The workflow is compatible and scalable with current platforms at the Broad, high-MW DNA is the biggest challenge but should be “easily automatable”. The instrument is robust and automation friendly. Library prep is improved and can now run on any platform. GC bias is better on 10X Chromium than Broads PCR+ method, and are almost as good as PCR-free preps. Chromium produces good SNP/InDel calls (out of the box).
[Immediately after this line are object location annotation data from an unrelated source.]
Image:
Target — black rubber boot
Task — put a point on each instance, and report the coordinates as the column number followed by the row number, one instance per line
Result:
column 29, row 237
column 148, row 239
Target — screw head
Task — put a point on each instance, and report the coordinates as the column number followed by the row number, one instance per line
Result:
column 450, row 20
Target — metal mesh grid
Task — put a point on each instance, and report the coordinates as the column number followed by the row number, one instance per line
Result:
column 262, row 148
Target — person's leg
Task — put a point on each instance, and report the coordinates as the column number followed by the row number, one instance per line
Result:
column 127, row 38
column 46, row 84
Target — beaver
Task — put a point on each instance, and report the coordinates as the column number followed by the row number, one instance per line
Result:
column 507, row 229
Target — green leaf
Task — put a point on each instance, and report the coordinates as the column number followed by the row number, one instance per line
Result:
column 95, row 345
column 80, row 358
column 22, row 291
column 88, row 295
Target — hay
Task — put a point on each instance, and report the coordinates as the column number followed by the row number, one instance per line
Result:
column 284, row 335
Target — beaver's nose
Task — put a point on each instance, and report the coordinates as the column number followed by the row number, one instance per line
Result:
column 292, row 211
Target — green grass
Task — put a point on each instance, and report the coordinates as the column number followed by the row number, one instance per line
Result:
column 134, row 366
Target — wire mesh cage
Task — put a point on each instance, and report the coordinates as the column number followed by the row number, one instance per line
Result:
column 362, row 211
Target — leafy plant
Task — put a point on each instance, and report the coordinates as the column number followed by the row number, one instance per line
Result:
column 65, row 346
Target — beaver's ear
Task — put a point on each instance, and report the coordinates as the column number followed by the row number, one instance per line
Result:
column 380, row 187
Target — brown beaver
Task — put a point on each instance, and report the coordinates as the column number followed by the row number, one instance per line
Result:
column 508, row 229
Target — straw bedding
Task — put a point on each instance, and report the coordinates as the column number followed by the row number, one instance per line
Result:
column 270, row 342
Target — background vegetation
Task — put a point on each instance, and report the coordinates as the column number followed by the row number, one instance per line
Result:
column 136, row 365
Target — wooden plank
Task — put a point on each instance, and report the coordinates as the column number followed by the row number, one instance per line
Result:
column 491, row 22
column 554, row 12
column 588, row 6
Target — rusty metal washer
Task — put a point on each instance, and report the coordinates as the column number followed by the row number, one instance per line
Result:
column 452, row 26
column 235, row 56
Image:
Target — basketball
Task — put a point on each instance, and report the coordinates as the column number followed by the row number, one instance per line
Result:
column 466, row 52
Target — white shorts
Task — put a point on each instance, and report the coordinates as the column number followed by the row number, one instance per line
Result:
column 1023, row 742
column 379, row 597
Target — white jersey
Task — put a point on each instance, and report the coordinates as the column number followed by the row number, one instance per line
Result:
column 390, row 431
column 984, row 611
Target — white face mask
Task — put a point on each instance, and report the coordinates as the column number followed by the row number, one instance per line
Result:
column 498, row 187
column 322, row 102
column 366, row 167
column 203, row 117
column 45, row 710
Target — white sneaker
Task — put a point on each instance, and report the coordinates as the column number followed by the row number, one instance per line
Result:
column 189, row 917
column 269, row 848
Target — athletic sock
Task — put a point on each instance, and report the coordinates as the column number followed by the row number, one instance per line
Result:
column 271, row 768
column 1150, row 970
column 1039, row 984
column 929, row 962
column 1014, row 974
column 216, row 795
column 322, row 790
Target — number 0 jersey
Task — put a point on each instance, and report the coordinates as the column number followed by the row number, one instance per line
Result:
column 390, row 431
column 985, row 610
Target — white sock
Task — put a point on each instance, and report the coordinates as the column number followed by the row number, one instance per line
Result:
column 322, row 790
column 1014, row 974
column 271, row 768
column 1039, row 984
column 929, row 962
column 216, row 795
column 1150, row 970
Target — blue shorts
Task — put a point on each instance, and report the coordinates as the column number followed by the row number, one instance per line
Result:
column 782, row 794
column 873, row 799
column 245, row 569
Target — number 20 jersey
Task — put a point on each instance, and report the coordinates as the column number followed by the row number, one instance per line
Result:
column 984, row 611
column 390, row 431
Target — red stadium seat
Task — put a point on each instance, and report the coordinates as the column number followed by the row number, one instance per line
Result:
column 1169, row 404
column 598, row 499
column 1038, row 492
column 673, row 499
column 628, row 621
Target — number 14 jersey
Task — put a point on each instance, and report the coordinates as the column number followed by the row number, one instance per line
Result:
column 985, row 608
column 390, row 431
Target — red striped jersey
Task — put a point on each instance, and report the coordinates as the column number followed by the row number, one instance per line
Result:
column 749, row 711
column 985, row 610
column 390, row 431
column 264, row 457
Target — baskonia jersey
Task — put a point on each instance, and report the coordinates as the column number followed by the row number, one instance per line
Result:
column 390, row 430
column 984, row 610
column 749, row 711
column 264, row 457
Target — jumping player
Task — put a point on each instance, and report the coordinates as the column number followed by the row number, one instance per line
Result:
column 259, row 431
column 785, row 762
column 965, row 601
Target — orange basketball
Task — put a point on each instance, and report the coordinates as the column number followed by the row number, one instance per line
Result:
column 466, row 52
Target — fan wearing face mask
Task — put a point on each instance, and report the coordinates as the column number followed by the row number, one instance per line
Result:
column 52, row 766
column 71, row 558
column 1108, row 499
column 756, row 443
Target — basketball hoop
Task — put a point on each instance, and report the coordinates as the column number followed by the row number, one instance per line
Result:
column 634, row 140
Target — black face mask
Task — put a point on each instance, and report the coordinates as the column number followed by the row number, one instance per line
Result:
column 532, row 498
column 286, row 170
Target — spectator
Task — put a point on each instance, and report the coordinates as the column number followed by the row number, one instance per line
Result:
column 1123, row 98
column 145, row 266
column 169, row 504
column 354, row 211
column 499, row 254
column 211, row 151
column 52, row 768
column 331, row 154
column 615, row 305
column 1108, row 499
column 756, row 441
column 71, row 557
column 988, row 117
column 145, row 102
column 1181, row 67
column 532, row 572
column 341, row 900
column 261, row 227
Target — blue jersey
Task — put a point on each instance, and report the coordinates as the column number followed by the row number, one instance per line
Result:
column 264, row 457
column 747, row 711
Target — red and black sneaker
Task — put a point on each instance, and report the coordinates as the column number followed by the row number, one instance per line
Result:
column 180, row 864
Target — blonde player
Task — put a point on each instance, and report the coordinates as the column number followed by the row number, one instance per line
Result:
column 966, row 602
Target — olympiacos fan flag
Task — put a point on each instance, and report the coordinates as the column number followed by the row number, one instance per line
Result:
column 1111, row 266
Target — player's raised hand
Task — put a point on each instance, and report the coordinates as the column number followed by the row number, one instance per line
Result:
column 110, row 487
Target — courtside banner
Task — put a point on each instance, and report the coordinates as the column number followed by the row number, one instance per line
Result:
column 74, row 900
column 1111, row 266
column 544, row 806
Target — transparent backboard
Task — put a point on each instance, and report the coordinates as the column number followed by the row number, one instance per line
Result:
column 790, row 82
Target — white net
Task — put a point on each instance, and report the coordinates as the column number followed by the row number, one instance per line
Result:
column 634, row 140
Stacey presented a test of phasing analysis from Dan MacArthurs lab. These were cell lines with mutations in TITIN so needed to get very long-range sequencing. N50 of 2.4MB, with the longest block at 11.7MB. She then presented another case resolving complexity in tumour rearrangements. And wrapped up talking about large-scale sequencing studies. Used the recent C4 association example in Schizophrenia and asked if this discovery could have been facilitated by linked-reads? Took the NA12878 10X Chromium genomes and saw that they could phase both forms of C4. They were able to genotype the sample for “BS” and “AL-BL” haplotypes, this allowed direct observation of haplotypes without trios.
Next steps include development of GATK to use linked-read information. Increasing to large-scale population studies – will the Broad use 10X as default on X Ten.
Scott’s been working on the Chromium single cell application in graft vs host disease. He wants to marry the complexity of the disease to the complexity of the available tools, flow can only query limited markers , and bulk RNA-seq cannot be sufficiently resolved. Single-cell on 10X Chromium allows analysis of 2000-3000 cells per sample. used several controls in their experiment autologous control, allogenic control, and a T-cell stimulation bead control.
Measuring gene expression changes over time which Scott described as very difficult in bluk RNA-seq, but single-cell resolves this using Monocole (a novel unsupervised machine-learning algorithm) to track cells through “psuedotime”. They could see three major branches 1) + proliferating – activating, 2) + proliferating + activating, 3) – proliferating – activating. What does this mean? Branch 1 may be most interesting as there is no activation seen (were they ever activated) but the are proliferating. Most drugs inhibit activation NOT proliferation so these may represent a new therapeutic target. All this was from 6000 cells, still another 44,284 cells to analyse!